Why You Should Care About Facebook’s New Timeline
Facebook is taking a social platform where it needs to go
There is one constant in the universe: people hate change.
Last night, I turned on my Facebook timeline and published the new profile format to get a first-hand feel for the direction Mark Zuckerburg, CEO of Facebook, is trying to take his company.
I’m amazed. For the first time, I can see months of statuses, photos and videos I’ve posted to my Facebook wall at a glance. Facebook’s usually clunky design now looks a lot more like a slick magazine. It is easy to read, fun to explore and very visual.
I understand that change is hard on people and a tsunami of complaints is already on its way. However, despite the newness of our favorite, free social media platform, this is exactly the social media experience I’ve been waiting for.
Here are some reasons I believe you should stop and pay attention to the direction Facebook is going:
You Are Your Story. The story is the essence of human communication. As humans, we use the story to share experiences, relate to each other, provide context for our human condition and help us understand abstract concepts. The story is what propels writing and what fuels journalism. We crave stories and we need them both to make sense of, and relate to, the ever changing world around us. Facebook developers realize this and have taken the humble status and given it a stage. Your statuses are the milestones of your life. Rather than having your milestones disappear after they reach the bottom of the page, now all of your states are easy to find with a timeline on the side and you can now pull out important events and add them to your timeline, filling in your story from the beginning.
The Internet is a Visual Medium. Facebook is savvy to understand that we crave visual information; we come to the Internet not just to read but to look at photos and watch videos. The new timeline creates two nicely designed columns of visual content to draw visitors in. Your life is now a curated display of the highlights of your human experience. We connect to each other through photos and visuals on a deeper level than with text, and Facebook understands that the platform that makes it easy to leverage visual content is the one people are going to keep coming back to.
Sharing Media Means More Than Posting. I’m a fan of Spotify, the free (for now) music sharing service that connects you to your Facebook friends and shows you what they like to listen to. Now app developers like Spotify can push what you are listening to into the ticker news feed on the side. Do you see your friend listening to a Lady Gaga song in the afternoon? Click on the song title and you can listen to the same song at the same time. It’s a brilliant way to spread music through social networks. It doesn’t stop with music, either — it will happen with video streaming sources like Netflix and Hulu. Find your college roommate watching a zombie flick during the workday? You can click on the link and watch it yourself. This process helps us relate and gives us shared experiences. In this way, the social network gives us much more than just conversation.

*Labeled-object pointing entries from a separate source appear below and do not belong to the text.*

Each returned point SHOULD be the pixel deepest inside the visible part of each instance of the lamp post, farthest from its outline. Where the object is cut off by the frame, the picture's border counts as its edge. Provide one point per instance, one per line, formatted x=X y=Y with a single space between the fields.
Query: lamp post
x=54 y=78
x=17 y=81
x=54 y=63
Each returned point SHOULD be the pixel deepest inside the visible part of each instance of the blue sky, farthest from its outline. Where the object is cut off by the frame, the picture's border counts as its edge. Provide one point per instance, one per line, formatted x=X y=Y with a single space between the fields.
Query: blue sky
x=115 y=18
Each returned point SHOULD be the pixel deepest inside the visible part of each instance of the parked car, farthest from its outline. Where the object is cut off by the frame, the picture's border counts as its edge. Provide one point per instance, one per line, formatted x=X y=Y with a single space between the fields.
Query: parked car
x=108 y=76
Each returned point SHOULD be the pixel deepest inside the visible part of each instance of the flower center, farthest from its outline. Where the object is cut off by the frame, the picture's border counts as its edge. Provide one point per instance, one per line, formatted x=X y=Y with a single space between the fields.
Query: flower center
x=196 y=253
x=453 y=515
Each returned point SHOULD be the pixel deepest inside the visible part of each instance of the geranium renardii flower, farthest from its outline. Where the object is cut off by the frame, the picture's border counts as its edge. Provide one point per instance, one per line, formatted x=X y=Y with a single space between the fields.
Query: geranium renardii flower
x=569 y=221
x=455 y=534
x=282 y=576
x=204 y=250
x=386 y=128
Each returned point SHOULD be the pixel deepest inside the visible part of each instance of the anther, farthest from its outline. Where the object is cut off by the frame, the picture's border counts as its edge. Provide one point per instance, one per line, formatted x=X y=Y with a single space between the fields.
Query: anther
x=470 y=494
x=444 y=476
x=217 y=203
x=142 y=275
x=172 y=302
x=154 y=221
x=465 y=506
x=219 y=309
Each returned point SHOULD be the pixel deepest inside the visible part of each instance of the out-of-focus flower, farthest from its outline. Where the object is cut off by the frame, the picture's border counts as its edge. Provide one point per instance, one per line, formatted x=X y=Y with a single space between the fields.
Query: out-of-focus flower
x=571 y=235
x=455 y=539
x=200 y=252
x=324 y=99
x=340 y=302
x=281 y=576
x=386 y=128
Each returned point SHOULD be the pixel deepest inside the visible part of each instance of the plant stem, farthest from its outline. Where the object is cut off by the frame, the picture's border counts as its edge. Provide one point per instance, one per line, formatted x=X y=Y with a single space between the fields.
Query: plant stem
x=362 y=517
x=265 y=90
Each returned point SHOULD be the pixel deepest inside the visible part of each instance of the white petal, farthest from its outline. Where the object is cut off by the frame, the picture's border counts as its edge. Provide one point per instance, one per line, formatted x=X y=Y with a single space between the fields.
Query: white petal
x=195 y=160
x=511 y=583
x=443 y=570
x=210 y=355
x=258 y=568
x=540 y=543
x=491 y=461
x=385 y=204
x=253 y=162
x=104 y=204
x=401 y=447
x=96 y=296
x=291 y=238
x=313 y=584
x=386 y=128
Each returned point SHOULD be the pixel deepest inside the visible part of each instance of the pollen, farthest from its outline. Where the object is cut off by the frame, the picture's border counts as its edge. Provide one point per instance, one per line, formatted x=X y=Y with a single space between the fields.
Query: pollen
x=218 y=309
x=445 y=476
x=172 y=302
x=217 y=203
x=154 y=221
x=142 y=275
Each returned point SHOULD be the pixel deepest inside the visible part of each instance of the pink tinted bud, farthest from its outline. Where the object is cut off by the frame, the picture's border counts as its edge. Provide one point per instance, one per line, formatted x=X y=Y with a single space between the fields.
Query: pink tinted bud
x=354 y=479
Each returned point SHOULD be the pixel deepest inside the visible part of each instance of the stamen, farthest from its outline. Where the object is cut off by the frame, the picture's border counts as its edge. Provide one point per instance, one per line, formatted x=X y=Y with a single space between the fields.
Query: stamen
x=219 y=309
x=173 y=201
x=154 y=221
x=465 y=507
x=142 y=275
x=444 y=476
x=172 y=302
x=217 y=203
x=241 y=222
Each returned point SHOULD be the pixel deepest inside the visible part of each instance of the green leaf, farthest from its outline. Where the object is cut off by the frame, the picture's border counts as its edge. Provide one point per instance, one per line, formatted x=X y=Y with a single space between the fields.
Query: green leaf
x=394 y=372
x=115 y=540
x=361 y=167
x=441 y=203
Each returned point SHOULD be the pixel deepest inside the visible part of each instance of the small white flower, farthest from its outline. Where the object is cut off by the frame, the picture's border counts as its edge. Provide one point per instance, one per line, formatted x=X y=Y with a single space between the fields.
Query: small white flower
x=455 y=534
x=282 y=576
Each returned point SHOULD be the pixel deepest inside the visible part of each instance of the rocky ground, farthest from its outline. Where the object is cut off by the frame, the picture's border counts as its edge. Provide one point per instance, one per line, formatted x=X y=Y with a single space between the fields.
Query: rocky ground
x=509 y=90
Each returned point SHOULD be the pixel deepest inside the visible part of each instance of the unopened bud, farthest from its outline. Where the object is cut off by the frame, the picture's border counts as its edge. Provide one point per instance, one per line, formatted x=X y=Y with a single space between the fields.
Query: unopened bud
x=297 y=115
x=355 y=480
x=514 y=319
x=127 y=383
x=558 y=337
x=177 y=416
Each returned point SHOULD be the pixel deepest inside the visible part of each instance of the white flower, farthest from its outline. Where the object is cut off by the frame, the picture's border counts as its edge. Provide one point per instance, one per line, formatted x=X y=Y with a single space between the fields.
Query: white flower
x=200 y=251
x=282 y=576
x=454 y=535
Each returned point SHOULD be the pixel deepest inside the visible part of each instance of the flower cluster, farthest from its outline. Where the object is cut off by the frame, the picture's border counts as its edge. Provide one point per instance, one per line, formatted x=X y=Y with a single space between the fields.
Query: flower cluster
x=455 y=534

We Need Context. As humans, we crave context. Context helps drive our decisions and frames how we perceive the world around us. In a social environment, we want to know who somebody is: Where did they go to school? How old are they? Who are they friends with? Where do they work and what do they do for a living? Contextual information helps us relate to each other, find common ground and build meaningful, fulfilling relationships with each other. The new Facebook timeline does a good job at providing instant context for us to get to know each other. We still have a profile photo, but can now add a cover photo – an image you select that says something about you. Our info is still at the top, however the junky navigation items that got in the way are gone, allowing us to gain context without the clutter.